Three IPOs by Chinese technology companies worth a combined $267 million were the highest recorded for both volume and proceeds globally in the first quarter of 2016, a report released on Monday by PwC showed.
They occurred over a period characterized by decline, however, with the nation's technology IPO volume dipping from six with $551 million in proceeds in the prior quarter, and dropping from eight IPOs valued at $1.1 billion when measured year-on-year, the report said.
The three companies selected the Shenzhen Stock Exchange for their listings, which consequently accommodated more IPOs than any other exchange in the first quarter.
Gao Jianbin, a technology specialist at PwC, said in a note sent to the Global Times Monday that the uncertainties in the domestic stock market were fueled by the postponement of the new board for strategic emerging industries, as well as the new registration-based IPO system and the control of new issues.

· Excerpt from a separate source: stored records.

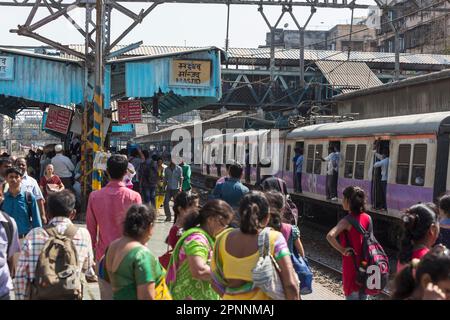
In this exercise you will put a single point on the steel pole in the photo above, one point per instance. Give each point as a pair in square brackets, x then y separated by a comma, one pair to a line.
[98, 137]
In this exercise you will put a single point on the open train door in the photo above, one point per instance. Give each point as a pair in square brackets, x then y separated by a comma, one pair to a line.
[378, 146]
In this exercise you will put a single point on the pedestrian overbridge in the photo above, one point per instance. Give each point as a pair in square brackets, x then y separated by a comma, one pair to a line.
[172, 83]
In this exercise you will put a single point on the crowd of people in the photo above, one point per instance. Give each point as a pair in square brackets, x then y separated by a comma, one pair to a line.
[240, 244]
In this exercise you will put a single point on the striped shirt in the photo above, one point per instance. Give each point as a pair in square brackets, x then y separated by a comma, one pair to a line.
[34, 243]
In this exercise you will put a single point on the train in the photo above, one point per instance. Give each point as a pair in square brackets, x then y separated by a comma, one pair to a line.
[418, 148]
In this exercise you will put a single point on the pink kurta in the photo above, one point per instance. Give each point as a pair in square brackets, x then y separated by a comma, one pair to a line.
[106, 213]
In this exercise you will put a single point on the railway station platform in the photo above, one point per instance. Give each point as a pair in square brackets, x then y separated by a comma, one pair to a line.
[158, 247]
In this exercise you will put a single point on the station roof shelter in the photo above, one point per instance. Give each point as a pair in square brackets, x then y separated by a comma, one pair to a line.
[180, 81]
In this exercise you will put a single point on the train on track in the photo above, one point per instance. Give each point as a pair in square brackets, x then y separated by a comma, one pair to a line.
[418, 147]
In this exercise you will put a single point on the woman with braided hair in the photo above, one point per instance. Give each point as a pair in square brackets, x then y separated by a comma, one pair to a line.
[426, 279]
[350, 240]
[420, 232]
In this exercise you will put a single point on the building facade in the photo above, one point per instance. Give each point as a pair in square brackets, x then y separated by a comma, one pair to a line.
[337, 38]
[424, 27]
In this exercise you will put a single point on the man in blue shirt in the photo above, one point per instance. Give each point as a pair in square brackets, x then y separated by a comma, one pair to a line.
[383, 163]
[24, 211]
[298, 170]
[9, 246]
[173, 179]
[294, 160]
[232, 190]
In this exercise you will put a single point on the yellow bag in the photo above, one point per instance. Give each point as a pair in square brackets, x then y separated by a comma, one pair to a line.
[162, 291]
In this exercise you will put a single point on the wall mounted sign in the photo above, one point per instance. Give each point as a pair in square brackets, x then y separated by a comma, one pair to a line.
[191, 73]
[6, 68]
[130, 111]
[58, 119]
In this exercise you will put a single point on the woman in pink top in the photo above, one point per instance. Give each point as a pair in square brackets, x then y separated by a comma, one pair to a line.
[350, 241]
[420, 232]
[184, 205]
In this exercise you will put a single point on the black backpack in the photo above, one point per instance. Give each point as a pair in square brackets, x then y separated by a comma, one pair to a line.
[376, 260]
[9, 230]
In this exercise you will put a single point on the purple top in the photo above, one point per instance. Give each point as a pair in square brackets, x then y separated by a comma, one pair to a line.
[5, 277]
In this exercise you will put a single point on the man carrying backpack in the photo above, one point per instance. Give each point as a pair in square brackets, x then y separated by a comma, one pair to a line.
[40, 276]
[9, 246]
[148, 178]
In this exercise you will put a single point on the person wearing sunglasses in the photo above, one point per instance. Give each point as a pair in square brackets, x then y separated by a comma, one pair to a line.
[425, 279]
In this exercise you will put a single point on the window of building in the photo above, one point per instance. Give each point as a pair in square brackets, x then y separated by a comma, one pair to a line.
[419, 165]
[317, 159]
[349, 161]
[360, 160]
[288, 157]
[310, 159]
[404, 157]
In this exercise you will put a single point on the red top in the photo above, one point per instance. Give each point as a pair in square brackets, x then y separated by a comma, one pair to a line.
[173, 236]
[417, 254]
[348, 265]
[53, 180]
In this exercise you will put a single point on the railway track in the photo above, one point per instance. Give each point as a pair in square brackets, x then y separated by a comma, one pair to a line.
[385, 295]
[198, 183]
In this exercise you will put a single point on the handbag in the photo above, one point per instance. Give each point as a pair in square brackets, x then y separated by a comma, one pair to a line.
[266, 272]
[165, 259]
[303, 271]
[52, 188]
[290, 214]
[290, 211]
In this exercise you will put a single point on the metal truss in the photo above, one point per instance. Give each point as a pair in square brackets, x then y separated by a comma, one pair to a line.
[338, 4]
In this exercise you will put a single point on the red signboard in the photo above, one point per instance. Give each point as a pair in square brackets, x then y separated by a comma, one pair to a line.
[130, 111]
[58, 119]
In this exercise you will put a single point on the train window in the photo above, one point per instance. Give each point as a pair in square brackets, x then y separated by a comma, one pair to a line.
[349, 161]
[288, 157]
[310, 158]
[360, 160]
[404, 157]
[317, 159]
[419, 165]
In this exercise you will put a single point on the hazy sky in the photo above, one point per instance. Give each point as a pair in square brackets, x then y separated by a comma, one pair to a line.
[180, 24]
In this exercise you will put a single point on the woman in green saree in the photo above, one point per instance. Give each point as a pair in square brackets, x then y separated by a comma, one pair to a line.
[189, 272]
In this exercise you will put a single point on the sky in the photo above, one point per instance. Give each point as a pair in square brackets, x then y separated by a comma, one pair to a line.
[179, 24]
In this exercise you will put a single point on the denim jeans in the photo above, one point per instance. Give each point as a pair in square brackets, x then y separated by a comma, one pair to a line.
[149, 194]
[169, 195]
[356, 295]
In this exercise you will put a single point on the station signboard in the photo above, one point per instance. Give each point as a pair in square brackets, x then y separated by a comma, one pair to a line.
[58, 119]
[190, 73]
[130, 111]
[6, 68]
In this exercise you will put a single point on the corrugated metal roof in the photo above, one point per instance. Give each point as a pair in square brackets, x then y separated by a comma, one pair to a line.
[410, 124]
[147, 76]
[62, 58]
[428, 78]
[348, 76]
[248, 55]
[44, 79]
[189, 124]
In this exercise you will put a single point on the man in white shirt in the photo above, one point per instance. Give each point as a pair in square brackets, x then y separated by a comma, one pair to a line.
[383, 163]
[332, 173]
[63, 167]
[29, 184]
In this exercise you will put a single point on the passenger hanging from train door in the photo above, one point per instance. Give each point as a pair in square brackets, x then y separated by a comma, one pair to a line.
[383, 163]
[332, 171]
[298, 168]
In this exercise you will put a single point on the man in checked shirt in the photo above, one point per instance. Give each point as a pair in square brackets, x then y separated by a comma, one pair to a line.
[61, 209]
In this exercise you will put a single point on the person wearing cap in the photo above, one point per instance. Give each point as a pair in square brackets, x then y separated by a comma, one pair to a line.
[63, 166]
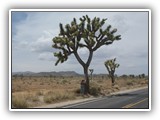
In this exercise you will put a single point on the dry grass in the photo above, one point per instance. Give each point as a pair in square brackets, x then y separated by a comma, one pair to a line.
[36, 91]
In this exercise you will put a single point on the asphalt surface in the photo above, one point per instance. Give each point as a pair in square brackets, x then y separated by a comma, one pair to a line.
[133, 100]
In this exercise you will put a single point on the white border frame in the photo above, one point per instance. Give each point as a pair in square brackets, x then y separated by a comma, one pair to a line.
[81, 10]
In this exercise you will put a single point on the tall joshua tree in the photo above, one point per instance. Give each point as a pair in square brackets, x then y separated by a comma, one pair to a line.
[85, 33]
[111, 66]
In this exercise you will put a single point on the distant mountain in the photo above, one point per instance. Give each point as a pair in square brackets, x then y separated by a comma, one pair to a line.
[53, 73]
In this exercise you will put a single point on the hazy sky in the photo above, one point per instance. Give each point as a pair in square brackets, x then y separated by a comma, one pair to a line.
[32, 34]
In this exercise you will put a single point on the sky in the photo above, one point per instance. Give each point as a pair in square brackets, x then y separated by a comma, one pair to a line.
[32, 34]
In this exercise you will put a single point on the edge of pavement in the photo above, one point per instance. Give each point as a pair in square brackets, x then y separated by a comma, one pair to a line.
[90, 99]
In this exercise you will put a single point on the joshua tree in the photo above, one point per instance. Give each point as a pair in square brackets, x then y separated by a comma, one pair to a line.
[111, 66]
[88, 33]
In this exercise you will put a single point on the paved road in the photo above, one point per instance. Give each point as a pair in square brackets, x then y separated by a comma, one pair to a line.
[133, 100]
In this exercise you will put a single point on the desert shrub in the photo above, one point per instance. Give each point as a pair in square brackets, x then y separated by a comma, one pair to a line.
[77, 91]
[39, 93]
[35, 99]
[64, 81]
[52, 97]
[19, 102]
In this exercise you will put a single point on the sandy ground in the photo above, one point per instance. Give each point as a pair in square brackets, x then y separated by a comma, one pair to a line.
[91, 98]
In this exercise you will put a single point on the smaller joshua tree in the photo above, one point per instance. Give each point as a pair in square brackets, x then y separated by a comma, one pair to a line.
[111, 66]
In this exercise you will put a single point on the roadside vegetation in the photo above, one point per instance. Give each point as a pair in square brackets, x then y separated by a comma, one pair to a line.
[36, 91]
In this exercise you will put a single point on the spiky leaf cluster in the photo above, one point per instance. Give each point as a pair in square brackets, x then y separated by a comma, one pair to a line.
[111, 65]
[83, 33]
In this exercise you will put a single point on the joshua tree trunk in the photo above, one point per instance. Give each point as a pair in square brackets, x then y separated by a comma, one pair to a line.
[113, 80]
[86, 78]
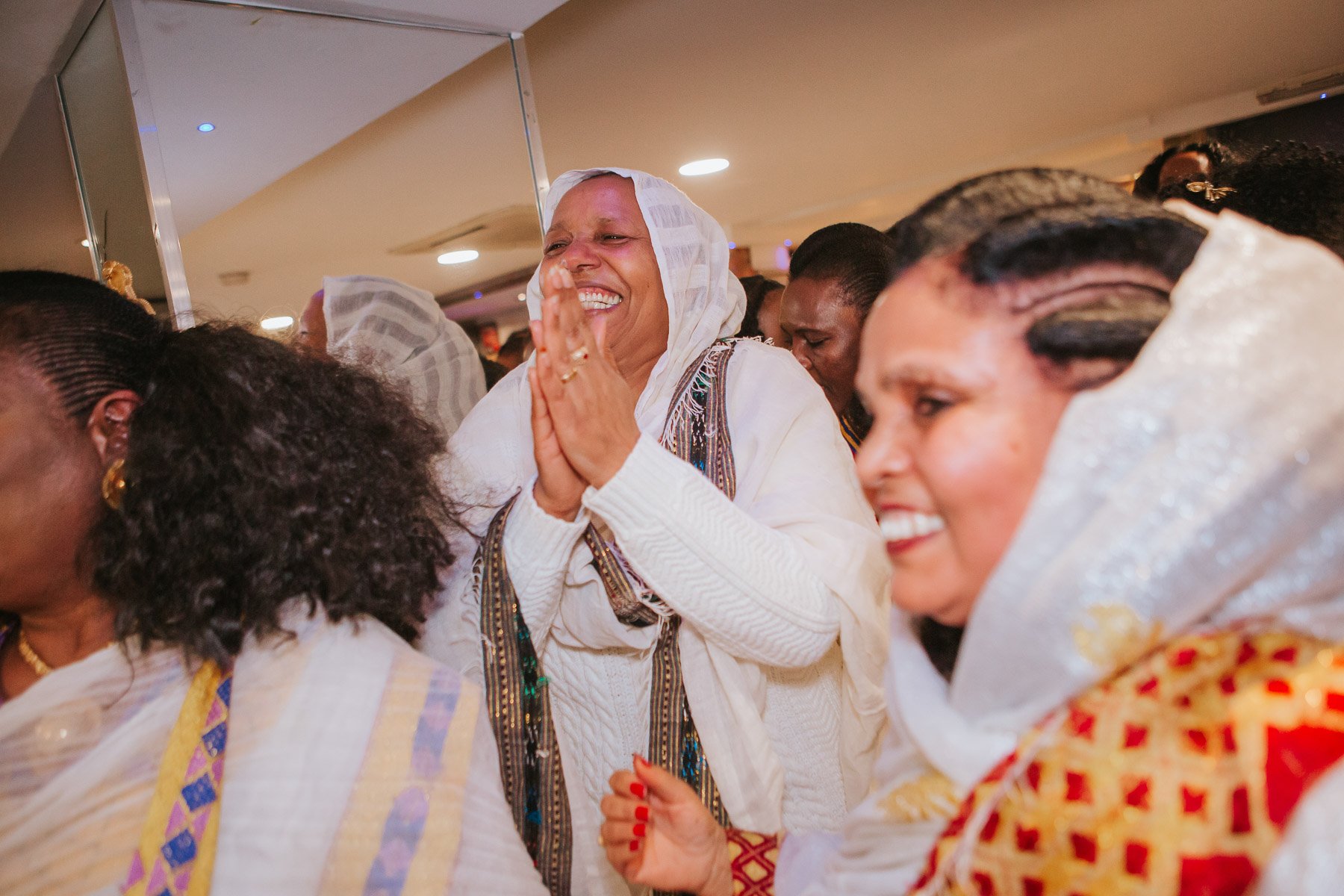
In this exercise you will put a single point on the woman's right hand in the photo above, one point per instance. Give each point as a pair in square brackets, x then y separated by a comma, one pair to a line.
[658, 833]
[559, 489]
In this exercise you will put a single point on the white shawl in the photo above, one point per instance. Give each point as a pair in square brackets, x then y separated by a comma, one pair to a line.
[826, 527]
[316, 723]
[1202, 488]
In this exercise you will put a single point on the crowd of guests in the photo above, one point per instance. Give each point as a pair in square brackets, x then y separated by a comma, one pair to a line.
[996, 553]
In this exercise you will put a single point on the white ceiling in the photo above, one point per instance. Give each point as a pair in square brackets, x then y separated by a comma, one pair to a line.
[322, 80]
[828, 112]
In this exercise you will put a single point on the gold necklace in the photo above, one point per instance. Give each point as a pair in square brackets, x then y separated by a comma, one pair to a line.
[31, 657]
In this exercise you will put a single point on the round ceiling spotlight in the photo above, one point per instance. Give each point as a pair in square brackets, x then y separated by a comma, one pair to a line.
[458, 257]
[702, 167]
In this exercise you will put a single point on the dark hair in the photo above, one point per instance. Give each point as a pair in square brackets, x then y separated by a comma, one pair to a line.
[1289, 186]
[855, 255]
[757, 287]
[1031, 222]
[1149, 181]
[255, 473]
[1027, 223]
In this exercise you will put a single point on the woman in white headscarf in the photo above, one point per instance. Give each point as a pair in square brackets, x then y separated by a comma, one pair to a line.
[402, 334]
[1148, 566]
[683, 564]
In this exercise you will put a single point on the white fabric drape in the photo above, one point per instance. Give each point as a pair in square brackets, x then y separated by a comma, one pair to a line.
[402, 332]
[80, 756]
[1202, 488]
[781, 590]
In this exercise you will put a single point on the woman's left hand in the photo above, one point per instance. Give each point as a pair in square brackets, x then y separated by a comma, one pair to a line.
[591, 403]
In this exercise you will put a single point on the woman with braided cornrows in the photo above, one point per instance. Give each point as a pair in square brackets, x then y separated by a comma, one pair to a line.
[1120, 426]
[214, 550]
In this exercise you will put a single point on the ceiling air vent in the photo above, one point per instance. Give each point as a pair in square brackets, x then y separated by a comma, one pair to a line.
[1316, 82]
[502, 230]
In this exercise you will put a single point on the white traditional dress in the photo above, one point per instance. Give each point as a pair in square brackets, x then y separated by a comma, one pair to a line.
[1151, 680]
[336, 762]
[779, 588]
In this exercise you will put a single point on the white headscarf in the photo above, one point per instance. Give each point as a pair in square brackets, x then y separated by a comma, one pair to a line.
[402, 332]
[1202, 488]
[492, 460]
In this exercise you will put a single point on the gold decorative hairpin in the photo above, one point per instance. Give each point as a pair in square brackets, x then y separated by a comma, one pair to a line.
[1210, 191]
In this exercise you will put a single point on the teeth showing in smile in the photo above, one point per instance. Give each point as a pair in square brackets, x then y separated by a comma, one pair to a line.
[597, 301]
[902, 526]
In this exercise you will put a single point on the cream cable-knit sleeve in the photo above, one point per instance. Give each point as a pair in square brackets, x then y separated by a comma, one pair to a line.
[735, 579]
[537, 551]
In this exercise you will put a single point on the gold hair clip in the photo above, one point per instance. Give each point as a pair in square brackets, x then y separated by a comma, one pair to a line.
[1210, 191]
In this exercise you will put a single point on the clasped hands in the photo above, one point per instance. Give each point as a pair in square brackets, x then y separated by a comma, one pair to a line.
[582, 408]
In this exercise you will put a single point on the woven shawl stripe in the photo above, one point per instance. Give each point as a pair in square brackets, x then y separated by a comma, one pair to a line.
[625, 601]
[520, 716]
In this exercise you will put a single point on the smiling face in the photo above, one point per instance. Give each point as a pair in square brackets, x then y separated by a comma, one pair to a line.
[823, 331]
[600, 235]
[964, 415]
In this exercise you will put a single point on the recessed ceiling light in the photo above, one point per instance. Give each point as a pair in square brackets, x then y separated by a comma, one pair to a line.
[703, 167]
[458, 257]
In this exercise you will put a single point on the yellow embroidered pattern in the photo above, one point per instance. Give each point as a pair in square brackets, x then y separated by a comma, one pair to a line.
[1175, 774]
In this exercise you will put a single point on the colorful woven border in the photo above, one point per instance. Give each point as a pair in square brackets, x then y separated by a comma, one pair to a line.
[753, 859]
[176, 852]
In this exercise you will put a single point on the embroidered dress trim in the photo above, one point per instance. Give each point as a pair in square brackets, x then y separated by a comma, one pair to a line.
[851, 435]
[176, 852]
[753, 859]
[519, 706]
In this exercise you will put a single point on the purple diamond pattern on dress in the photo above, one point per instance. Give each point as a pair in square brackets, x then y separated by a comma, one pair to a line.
[175, 860]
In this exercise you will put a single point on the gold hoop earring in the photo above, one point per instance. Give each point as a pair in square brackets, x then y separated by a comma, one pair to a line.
[114, 484]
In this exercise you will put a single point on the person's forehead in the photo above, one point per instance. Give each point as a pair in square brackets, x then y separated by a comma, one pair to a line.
[809, 299]
[606, 198]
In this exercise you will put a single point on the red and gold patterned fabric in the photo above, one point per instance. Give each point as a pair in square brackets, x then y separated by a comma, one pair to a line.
[753, 859]
[1175, 777]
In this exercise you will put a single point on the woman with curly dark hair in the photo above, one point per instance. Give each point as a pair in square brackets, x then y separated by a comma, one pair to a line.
[214, 550]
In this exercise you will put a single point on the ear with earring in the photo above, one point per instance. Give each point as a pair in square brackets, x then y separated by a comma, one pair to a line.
[114, 484]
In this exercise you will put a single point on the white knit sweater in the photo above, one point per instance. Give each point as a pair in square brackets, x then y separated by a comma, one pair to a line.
[781, 591]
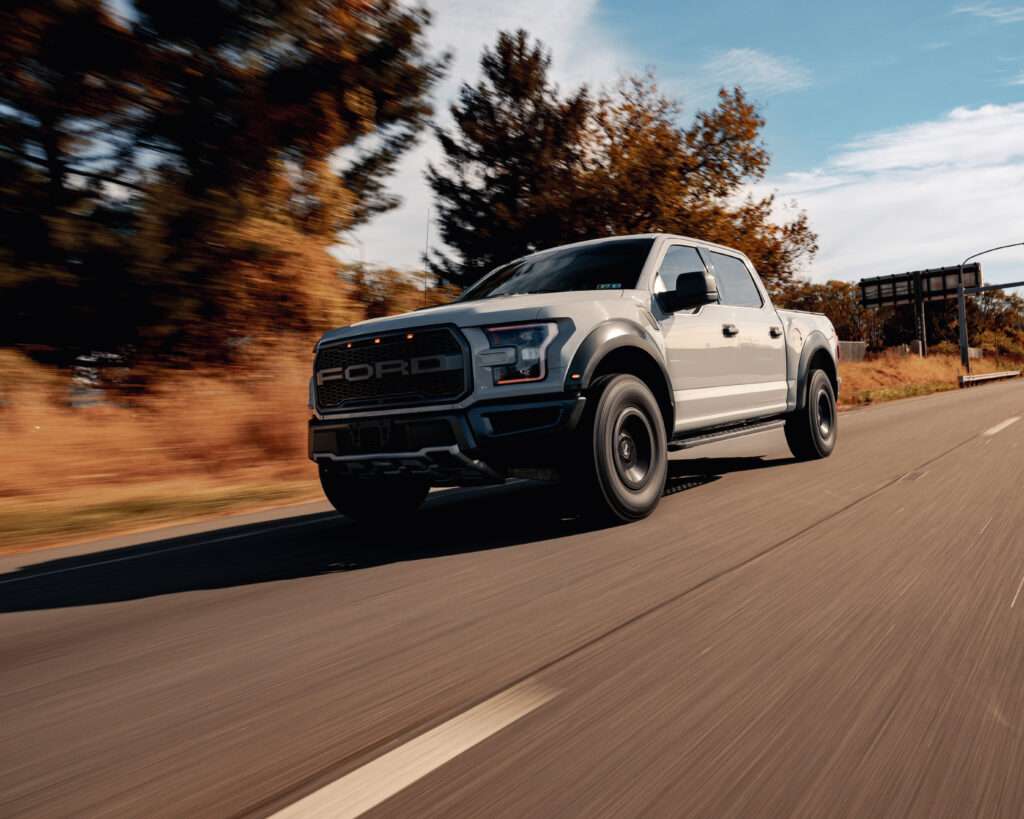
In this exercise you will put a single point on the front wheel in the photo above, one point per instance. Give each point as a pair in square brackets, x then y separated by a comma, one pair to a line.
[623, 456]
[373, 500]
[811, 432]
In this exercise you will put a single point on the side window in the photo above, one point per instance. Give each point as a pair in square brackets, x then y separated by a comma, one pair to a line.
[678, 259]
[735, 286]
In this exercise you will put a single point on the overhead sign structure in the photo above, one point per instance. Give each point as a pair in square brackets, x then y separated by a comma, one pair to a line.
[918, 286]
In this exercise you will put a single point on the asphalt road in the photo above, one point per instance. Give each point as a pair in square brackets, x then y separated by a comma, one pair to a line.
[841, 638]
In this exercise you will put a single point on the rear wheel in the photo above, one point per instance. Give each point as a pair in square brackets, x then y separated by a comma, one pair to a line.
[811, 432]
[373, 500]
[622, 461]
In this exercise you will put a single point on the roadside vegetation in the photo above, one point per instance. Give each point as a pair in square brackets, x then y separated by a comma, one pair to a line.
[172, 185]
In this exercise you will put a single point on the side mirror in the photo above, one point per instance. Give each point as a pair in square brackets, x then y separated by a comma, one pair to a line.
[692, 290]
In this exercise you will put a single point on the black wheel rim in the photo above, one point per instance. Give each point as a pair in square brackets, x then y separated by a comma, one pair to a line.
[825, 414]
[633, 441]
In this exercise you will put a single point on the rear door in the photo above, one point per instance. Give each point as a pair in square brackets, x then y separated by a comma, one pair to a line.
[701, 355]
[761, 343]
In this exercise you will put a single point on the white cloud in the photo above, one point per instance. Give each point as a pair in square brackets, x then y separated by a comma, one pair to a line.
[1000, 14]
[758, 72]
[582, 52]
[924, 196]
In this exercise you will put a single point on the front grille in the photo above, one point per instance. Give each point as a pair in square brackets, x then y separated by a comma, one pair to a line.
[399, 370]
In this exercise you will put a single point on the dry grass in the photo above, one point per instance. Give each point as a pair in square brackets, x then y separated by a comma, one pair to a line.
[202, 443]
[215, 442]
[889, 376]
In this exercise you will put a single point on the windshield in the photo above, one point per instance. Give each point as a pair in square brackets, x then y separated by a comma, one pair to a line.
[614, 264]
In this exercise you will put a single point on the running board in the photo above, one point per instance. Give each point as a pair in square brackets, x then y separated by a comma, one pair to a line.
[723, 435]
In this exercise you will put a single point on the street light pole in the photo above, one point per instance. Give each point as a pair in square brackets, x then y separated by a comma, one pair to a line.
[962, 303]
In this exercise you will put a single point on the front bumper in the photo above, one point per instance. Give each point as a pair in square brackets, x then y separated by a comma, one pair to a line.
[483, 443]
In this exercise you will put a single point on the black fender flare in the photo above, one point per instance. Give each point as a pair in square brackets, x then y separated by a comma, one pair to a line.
[814, 343]
[611, 335]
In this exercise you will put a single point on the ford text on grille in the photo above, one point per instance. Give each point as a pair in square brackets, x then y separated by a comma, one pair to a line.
[396, 367]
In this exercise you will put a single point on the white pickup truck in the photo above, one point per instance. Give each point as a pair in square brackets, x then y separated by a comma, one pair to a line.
[585, 363]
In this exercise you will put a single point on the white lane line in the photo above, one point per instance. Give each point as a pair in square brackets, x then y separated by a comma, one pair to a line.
[368, 786]
[1019, 587]
[999, 427]
[155, 552]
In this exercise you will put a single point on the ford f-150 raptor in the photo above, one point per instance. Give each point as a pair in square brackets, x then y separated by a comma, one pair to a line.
[587, 362]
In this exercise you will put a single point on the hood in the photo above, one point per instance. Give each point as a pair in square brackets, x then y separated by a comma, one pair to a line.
[498, 310]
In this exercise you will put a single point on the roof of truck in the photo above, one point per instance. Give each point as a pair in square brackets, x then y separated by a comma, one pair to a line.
[695, 241]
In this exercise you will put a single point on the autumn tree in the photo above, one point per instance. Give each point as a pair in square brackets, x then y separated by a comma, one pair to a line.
[205, 156]
[622, 164]
[513, 160]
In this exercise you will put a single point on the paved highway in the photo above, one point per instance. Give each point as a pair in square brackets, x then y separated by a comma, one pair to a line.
[842, 638]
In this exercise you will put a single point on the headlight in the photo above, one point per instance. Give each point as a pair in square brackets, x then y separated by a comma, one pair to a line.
[518, 352]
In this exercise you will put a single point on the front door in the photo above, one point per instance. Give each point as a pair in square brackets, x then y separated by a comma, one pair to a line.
[701, 351]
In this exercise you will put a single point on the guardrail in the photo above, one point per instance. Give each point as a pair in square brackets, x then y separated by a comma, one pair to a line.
[970, 381]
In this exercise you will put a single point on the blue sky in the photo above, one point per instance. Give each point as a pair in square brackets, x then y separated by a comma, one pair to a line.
[898, 126]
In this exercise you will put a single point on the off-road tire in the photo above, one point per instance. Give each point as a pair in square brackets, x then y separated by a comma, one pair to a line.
[811, 432]
[621, 460]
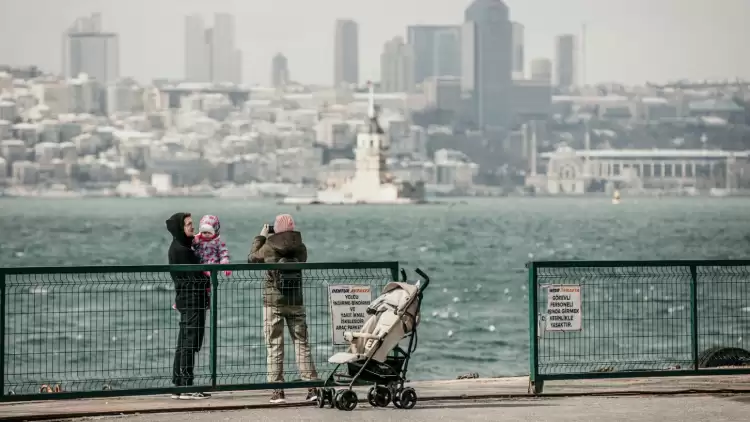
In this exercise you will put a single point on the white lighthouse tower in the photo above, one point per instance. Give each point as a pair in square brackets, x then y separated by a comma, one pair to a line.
[371, 183]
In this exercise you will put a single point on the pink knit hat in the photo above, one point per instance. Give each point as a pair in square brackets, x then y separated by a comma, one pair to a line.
[283, 223]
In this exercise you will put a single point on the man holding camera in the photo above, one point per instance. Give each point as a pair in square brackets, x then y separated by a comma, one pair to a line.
[282, 300]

The report said total technology IPO proceeds of $769 million were garnered globally in the first quarter of 2016, marking a 93 percent drop from the $10.8 billion recorded in the fourth quarter of 2015.
A shift in geographic distribution to Asia and smaller countries in Europe coincided with a lack of any recorded technology IPOs from either the US or the UK as well as an absence of any big-ticket IPOs over the first three months.
Additionally, cross-border listings dropped in volume from four in the first quarter of 2015 to two in the first quarter of 2016.
These contributing factors led to first-quarter global proceeds valued under $1 billion, the first time since 2008, the report said.